05/10/2015 10:53 AM IST | Updated 15/07/2016 8:25 AM IST

BCCI's Tough New President Shashank Manohar Vows To 'Clean' Up Cricket

Board of Control for Cricket in India (BCCI) president Shashank Manohar speaks after taking charge at the Indian cricket board's headquarters at the Wankhede stadium in Mumbai on October 4, 2015. Manohar became the new BCCI chief at a special general meeting on October 4, after the last BCCI chief Jagmohan Dalmiya, 75, died in September. AFP PHOTO / INDRANIL MUKHERJEE (Photo credit should read INDRANIL MUKHERJEE/AFP/Getty Images)

NEW DELHI -- Newly-elected president Shashank Manohar vowed to clean the image of the Board of Control for Cricket in India (BCCI) after being chosen on Sunday to head the world's richest cricket board for a second time.

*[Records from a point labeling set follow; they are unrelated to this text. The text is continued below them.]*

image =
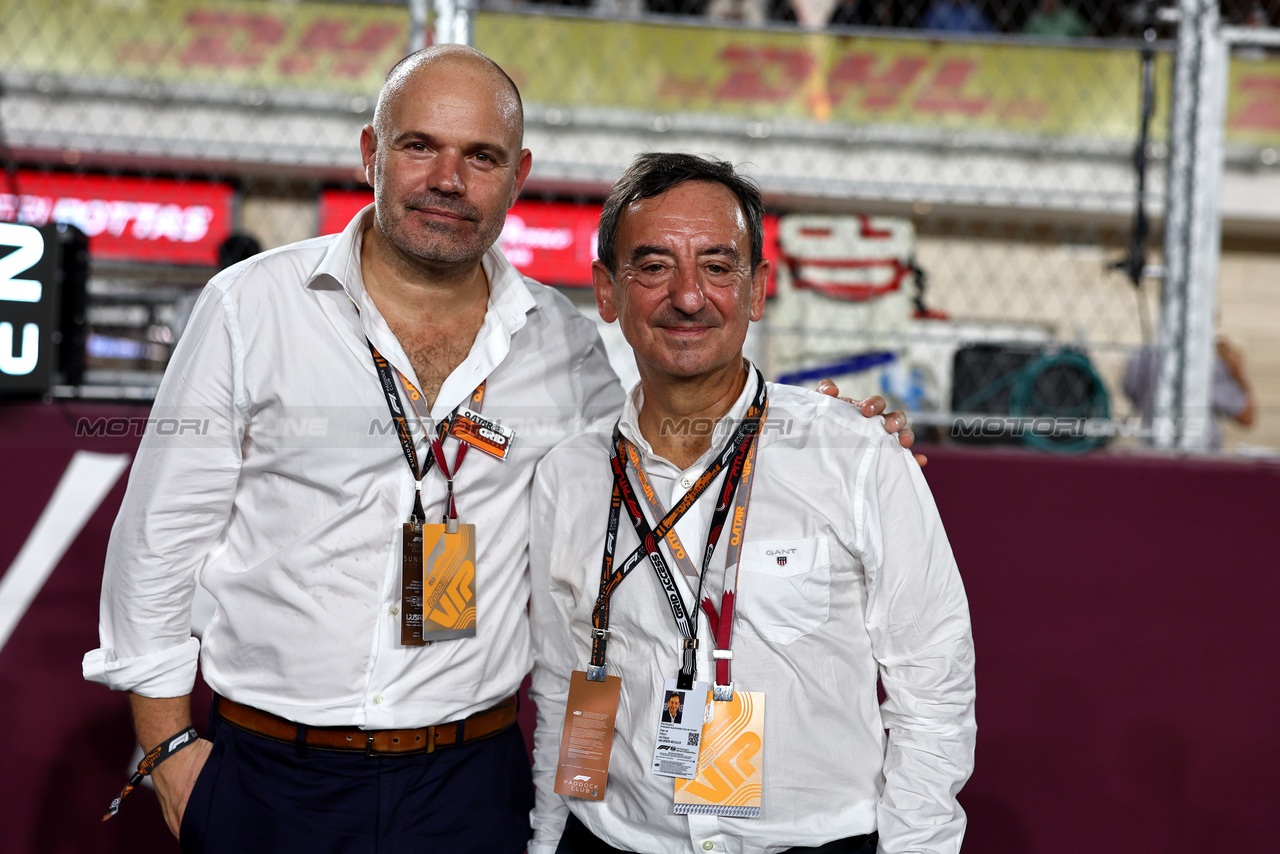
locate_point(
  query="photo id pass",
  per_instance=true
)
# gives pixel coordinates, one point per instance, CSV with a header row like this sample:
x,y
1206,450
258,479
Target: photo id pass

A respected cricket administrator who does not carry a mobile phone or wear a watch, Manohar's unopposed election fills the void left by former International Cricket Council chief Jagmohan Dalmiya, who died last month.

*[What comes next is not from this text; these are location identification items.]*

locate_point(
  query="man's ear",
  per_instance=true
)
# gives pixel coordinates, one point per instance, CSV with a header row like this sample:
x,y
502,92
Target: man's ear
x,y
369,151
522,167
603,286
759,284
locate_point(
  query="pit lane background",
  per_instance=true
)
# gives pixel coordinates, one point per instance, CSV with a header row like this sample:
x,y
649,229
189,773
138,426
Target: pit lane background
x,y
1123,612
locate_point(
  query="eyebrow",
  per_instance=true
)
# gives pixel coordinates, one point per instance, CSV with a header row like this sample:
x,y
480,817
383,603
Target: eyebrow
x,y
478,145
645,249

Manohar headed BCCI from 2008-2011 and seemed to have no illusions about the job in hand as he took charge of a board perceived as an efficient but opaque body run by political bigwigs and industrialists with conflicting interests.

"The first priority is to clean the image of the board and restore the faith of the cricket-loving fans," said Manohar, whose appointment has been seen as a setback for ICC chairman and former BCCI president N. Srinivasan.

Srinivasan's India Cements company owned the Chennai franchise of the Indian Premier League (IPL) and many saw it as a case of conflict of interest on the part of the former board chief.

Chennai, along with Rajasthan, was slapped with a two-year suspension in July after Srinivasan's son-in-law and team official Gurunath Meiyappan was found guilty of illegal betting.

A vocal critic of Srinivasan's style of functioning as BCCI president, Manohar promised more transparency in his second innings as the board chief.

"There is... grievance that the board is not transparent, everything is kept under the wraps," Manohar said following his appointment.

"Nothing wrong is being done by the board. It's a perception which has been created in the mind of the people that because information does not come out, there is something wrong in this board."

The board would soon put its constitution, expenditure details and balance sheet on its website to "clear that myth and change the perception", added the 58-year-old lawyer from Nagpur.

The BCCI has been grappling with a fixing and betting scandal around the IPL and has spent significant time defending itself in the apex court.

Manohar said the board would appoint an independent ethics officer who would look into cases of conflict of interests involving players and administrators.

He also promised central contracts for women cricketers, revival of the National Cricket Academy in Bangalore, and financial accountability in the state units.